Critics have described Soviet Milk as a social and historical drama that focuses on women’s experience under Soviet rule. The film examines the psychological consequences of repression, including identity loss, fear, and emotional isolation. Astra’s character has been interpreted as representing collective trauma shaped by totalitarian control. Reviewers have noted that the film emphasizes the intrusion of political power into private life, particularly in relation to motherhood, professional identity, and bodily autonomy. The intergenerational transmission of memory is central to the narrative, especially through Nora’s informal education about Latvian history within the family. Some critics observed that while the historical setting frames the story, the primary focus remains the evolving relationship between mother and daughter.

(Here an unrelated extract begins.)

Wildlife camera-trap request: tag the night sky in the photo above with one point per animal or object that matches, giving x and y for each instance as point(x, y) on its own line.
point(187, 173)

== Release and reception ==
The film premiered nationally on 1 February 2023 at the Splendid Palace cinema in Riga. Soviet Milk became the most watched Latvian film of 2023 in domestic cinemas. Within two weeks of release, it attracted over 25,000 viewers, later surpassing 42,000 admissions. The film received the Audience Award at the Latvian National Film Award Lielais Kristaps and was recognized as the most attended film at Splendid Palace cinema in 2023. Critical responses highlighted Maija Doveika’s performance as Astra and Raimonds Tiguls’ musical score, while some reviewers commented on the literary quality of the dialogue, reflecting the film’s origins as a novel adaptation.

== Awards ==
In February 2024, the film received the public-voted Kilograms kultūras 2023 award in the Cinema category.